Navionics HotMaps Explorer software, is an atlas of 10,000+ lake maps for your home PC.

I am probably the perfect target customer for Navionics HotMaps Explorer. I've never owned waypoints manager software or navigation planners. I'm a handheld guy only. No fancy 7 inch screen, console GPS on the boat.

I don't fish tournaments and have no interest in doing so. I enjoy fishing new lakes but it is not the end of the world if I don't catch anything.

There is no way I'd spend $200 for a planner, but for 20 bucks I'll take a flyer on anything. So I took a flyer on Explorer.

Explorer loads and resides on your hardrive from a DVD. It claims to have over 10,000 lake maps and it has already had 2 updates and 52 additional lakes added since it was released a couple weeks ago. The update downloads are free off the Navionics site.

You can plot tracks, routes and set waypoints right on you PC and transfer them to your GPS. You can also transfer the same information from your GPS to your PC. The transfer is quick and easy.

I tested the track transfer by plotting a few tracks around town and then driving them in the truck (there is a surprising amount of land detail too, especially my town...including residential streets). Every track was dead on. This gives me confidence for when I try it on the water.

The GPS menu is used for GPS planning and programming only. Explorer does not include the ability to plot a real time GPS position or navigate with GPS in real time. Apparently an upgrade is available if you want to add this functionality.

The written instructions are apparently written on the assumption you will throw them away. They get you started and that's about it. But the Help menu is well written, easy to understand and easy to follow. Garmin's manual writers should take a few lessons.

The 3D feature is a POS. It must be for marketing because it is worthless in my opinion. It's nothing more than a bad video game.

The weakest part of this program are the maps. They are average at best. Most of the maps in my Ohio maps are in 5 or 10 ft. contours and none of them are very accurate. For example, Portage Lakes has two boat ramp areas and neither are marked on the map! It is unlikely that you'll find a honey hole based on these maps but at least they should point you in the right direction.

It is called HotMaps and not HotSpots for a reason.

The lack of detail and accuracy is offset somewhat by the Google Earth plug-in. On a split screen you can see a satellite view of the the portion of the lake map you are reviewing, at the same scale. It is cool and helps orient things a bit.
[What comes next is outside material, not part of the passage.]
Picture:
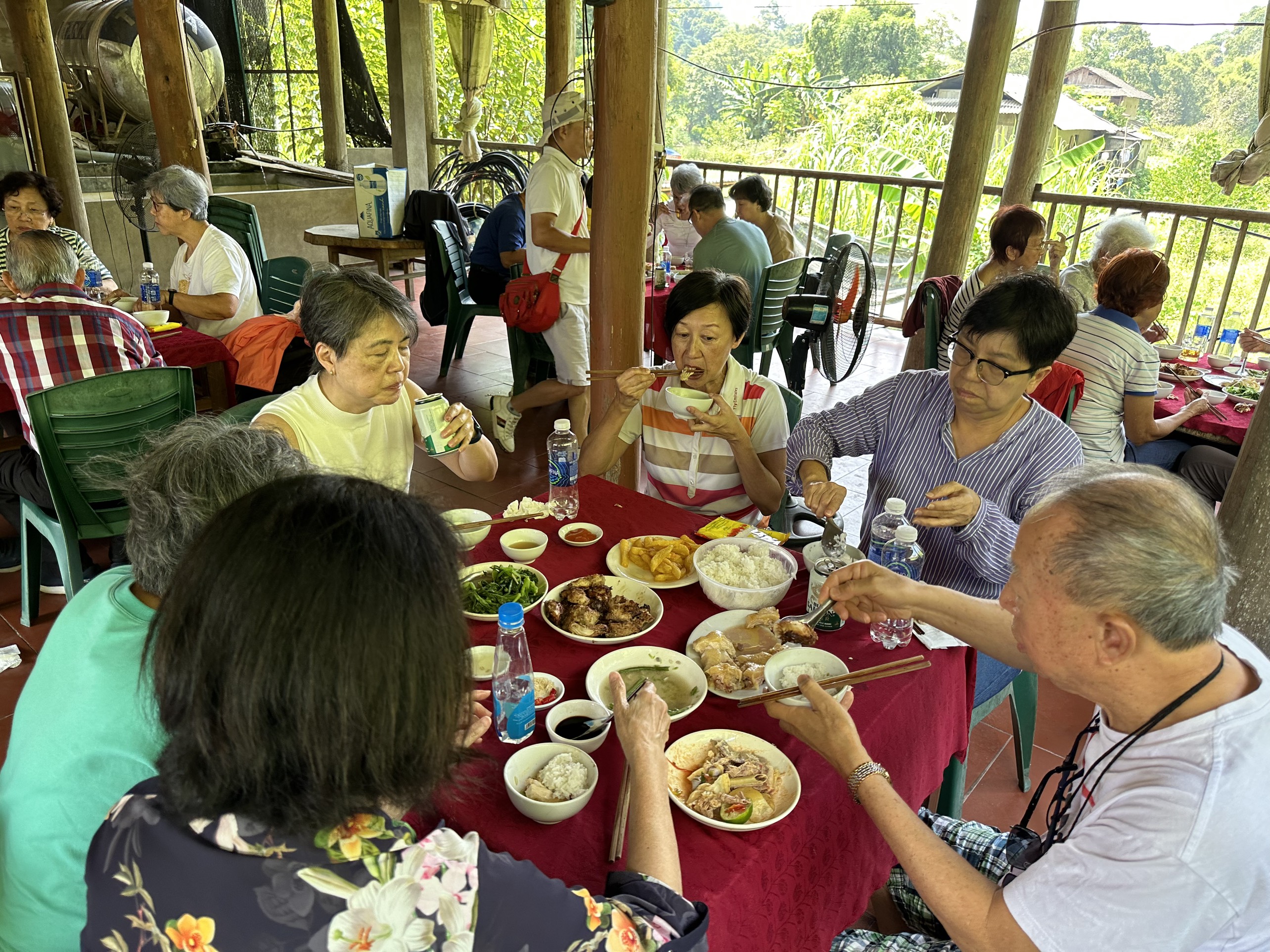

HD maps are available on a limited basis at $20 a pop, with one free download included with the program

Explorer will be an excellent way to organize your waypoint, track and route library. It will be a mediocre way to plan a fishing trip, but certainly better than nothing. In most cases it will get you on the lake and headed in the right direction.

Is it worth $20? You bettcha, especially to us handheld guys. Is it worth much more? Probably not.

Is it worth it to you guys who expect detail and accuracy? No way. Keep saving your pennies for the HD stuff.

The cheapest I've found it is $19.95 + 7.95 shipping = 27.90. This is a savings of $10.00 compared to the manufacturer's web page, at this site: http://www.landfallnavigation.com/

Buick


----------



## fishingguy (Jan 5, 2006)

A few months ago I stumbled on to a website that offered free maps. I messed around with it for awhile, checked it's accuracy with some of my known waypoints, and looks to be quite accurate. I've only messed with lake erie and mosquito, but I would think any lake in the country is in there. It will never replace a chip, but allows a number of options. Even downloading to gps if you have the software. So if you have a magellan gps you would need a mapsend product downloaded to your computer for example. I just put the cursor on the spot and write down the coordinance, put it threw the converter, (gives you the decimal) and enter in the gps. Try it, see what you think.
http://www.findyourwater.com/register.php


----------



## Buick Riviera (Jul 15, 2007)

Cool site! It does a lot of what Explorer does, for free! Thank

Buick


----------